First of all, due to the large amount of junk you will buy, it is absolutely necessary that you start with the simple step of pulling a bank robbery. Robbing a bank is a quick, cost-effective way to get a large sum of money with minimum work required. Of course, choose the most secure, best guarded bank in the country, because that’s where all the goodies are stashed. To avoid looking suspicious, wear something shady while walking to and fro and stare at the vault door. That way, no one will ever suspect anything, and you’ll look right at home. Remember to also bring banana peels— they will be your most useful diversion. When the moment is right, throw all your banana peels onto the ground. People will trip over them and die (this works about 0.01% of the time), and you can get to the money with ease. The remaining instructions are pretty self-explanatory, but if you lack common sense, you can always find step-by-step instructions on WikiHow.
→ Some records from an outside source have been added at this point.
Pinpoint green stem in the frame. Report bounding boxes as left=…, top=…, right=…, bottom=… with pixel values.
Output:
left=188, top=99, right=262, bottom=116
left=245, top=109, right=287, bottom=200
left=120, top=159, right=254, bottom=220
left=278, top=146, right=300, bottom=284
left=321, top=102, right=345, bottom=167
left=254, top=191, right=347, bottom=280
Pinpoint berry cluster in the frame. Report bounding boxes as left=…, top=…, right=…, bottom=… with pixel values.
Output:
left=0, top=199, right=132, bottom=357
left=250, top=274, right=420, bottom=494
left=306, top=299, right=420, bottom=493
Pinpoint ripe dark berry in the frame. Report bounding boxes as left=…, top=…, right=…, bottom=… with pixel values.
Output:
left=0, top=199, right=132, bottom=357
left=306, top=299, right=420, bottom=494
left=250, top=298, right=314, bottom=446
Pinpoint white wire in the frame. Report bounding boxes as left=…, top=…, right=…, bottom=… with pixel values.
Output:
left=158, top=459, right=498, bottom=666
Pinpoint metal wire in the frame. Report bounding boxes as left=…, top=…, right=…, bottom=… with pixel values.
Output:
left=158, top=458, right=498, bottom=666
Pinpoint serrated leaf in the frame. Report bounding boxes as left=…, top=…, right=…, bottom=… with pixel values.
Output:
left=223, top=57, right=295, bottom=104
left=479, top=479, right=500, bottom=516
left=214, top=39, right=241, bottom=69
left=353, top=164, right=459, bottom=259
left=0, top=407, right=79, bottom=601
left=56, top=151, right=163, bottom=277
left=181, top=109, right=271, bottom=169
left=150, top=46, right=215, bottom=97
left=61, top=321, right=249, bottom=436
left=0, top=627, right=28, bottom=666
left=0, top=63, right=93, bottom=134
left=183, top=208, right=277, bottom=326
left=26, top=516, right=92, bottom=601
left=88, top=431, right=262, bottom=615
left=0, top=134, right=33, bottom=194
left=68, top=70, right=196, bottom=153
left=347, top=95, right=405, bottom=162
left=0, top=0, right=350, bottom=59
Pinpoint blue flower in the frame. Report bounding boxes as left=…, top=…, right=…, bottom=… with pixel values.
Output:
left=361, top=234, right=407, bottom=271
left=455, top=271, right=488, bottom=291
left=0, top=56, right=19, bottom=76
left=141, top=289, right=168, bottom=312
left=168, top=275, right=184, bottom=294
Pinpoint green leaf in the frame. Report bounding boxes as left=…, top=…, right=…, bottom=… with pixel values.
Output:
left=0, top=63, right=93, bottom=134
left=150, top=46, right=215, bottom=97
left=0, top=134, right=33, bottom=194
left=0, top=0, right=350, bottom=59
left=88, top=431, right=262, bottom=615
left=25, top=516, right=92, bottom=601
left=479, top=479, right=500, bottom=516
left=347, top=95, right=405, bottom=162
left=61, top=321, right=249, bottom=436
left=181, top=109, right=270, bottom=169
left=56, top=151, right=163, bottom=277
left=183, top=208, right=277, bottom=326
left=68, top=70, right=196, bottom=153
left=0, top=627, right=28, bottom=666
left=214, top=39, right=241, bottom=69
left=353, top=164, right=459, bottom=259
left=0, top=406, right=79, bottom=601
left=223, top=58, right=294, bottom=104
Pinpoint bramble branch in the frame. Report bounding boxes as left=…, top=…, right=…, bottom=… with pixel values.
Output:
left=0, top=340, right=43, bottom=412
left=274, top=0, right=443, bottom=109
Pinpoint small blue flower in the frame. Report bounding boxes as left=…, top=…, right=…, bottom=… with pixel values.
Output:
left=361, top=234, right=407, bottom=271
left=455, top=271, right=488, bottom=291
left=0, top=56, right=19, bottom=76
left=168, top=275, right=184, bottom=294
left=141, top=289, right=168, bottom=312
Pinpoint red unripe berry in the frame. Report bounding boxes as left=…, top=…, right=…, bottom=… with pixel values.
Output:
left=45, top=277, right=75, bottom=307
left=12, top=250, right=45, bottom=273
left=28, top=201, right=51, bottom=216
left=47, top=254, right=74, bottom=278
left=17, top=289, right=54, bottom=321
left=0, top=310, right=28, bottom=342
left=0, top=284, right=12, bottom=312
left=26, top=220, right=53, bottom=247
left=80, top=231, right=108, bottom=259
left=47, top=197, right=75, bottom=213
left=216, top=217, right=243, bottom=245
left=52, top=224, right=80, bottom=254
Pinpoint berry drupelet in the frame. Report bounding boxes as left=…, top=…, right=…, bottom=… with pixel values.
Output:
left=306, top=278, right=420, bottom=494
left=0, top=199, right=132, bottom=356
The day before Black Friday, you must camp out in front a store so you can be first in line when the shopping frenzy starts. If anyone tries to cut you in line, fight them with anything you have at hand. Hit them with shoes, tufts of hair, your AP Biology book (good riddance!), throw your phone at them if you have to — you are facing a life-threatening situation and must do anything to protect your spot.

Before drowning yourself in the shopping frenzy, you must first prepare a terrifying costume. It is absolutely necessary that you follow this point, because not only will this help you avoid detection from the police should you do something illegal (which is pretty unlikely, what’s to fear?), but you can also give your enemies a good scare. I would recommend buying a Party City Hello Kitty costume, but in all seriousness, a Trump mask would also suffice.
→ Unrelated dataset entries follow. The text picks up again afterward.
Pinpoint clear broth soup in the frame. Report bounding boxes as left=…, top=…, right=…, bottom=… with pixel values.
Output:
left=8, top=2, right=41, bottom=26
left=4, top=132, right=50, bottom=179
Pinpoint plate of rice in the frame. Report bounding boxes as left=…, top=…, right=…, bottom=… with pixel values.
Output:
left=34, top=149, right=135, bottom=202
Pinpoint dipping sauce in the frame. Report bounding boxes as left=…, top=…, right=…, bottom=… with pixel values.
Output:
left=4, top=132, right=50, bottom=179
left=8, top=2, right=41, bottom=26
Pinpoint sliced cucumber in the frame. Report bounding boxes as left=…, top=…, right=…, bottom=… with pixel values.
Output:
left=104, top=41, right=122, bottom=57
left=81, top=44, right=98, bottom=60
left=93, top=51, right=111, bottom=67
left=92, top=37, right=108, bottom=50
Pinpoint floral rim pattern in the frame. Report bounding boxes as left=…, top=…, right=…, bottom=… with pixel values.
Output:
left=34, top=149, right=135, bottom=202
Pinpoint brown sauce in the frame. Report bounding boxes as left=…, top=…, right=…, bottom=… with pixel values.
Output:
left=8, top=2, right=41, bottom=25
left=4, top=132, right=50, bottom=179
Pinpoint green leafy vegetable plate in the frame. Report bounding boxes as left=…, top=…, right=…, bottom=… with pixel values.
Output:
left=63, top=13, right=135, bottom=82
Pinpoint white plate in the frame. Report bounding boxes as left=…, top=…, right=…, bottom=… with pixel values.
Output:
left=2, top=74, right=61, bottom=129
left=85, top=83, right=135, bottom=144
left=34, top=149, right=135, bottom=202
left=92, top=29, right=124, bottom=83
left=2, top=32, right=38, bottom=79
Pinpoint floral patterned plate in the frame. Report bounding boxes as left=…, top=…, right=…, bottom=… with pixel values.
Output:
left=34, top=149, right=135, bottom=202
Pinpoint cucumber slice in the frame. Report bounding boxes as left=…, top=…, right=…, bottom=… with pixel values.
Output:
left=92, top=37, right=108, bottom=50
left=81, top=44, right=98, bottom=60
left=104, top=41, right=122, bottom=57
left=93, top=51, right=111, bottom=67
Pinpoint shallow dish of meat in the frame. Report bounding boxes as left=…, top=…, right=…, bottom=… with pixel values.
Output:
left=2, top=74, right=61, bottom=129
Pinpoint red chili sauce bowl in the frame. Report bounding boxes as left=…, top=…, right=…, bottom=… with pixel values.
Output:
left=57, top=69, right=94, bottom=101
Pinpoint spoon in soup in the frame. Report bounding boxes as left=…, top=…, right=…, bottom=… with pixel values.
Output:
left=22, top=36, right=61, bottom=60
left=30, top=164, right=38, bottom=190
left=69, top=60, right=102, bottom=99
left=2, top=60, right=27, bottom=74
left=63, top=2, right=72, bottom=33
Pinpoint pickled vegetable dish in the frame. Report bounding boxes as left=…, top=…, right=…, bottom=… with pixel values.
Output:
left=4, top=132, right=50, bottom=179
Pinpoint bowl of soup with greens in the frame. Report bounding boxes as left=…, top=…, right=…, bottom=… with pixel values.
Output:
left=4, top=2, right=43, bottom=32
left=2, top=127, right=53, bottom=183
Once you’re in the store, make sure you stock up on the proper weapons. Have a can of pepper spray with you in case other people try to hoard everything. Aim for their eyes and nose, and run away with their shopping carts. Durians are another key tool in repelling crazy shoppers. Their smell can serve as great narcotics, though if that doesn’t work, you can always throw them. Durians are hard, spiky, and can do a lot of damage if thrown right.

Unfortunately, if other people start to catch on to your ideas, you’ll need some forms of protection. Goggles are great to avoid pepper spray, though I also suggest wearing a full suit of armor (the plastic kind) over your Trump getup. Be extremely careful with your beautiful hairdo though, you don’t want to mess that up.

When you’re done shopping, you must proceed to the cashier’s table. Though you’ve robbed a bank and committed multiple felonies, you must pay for the items you get. That’s the entire context of Black Friday- it’s all for the sales!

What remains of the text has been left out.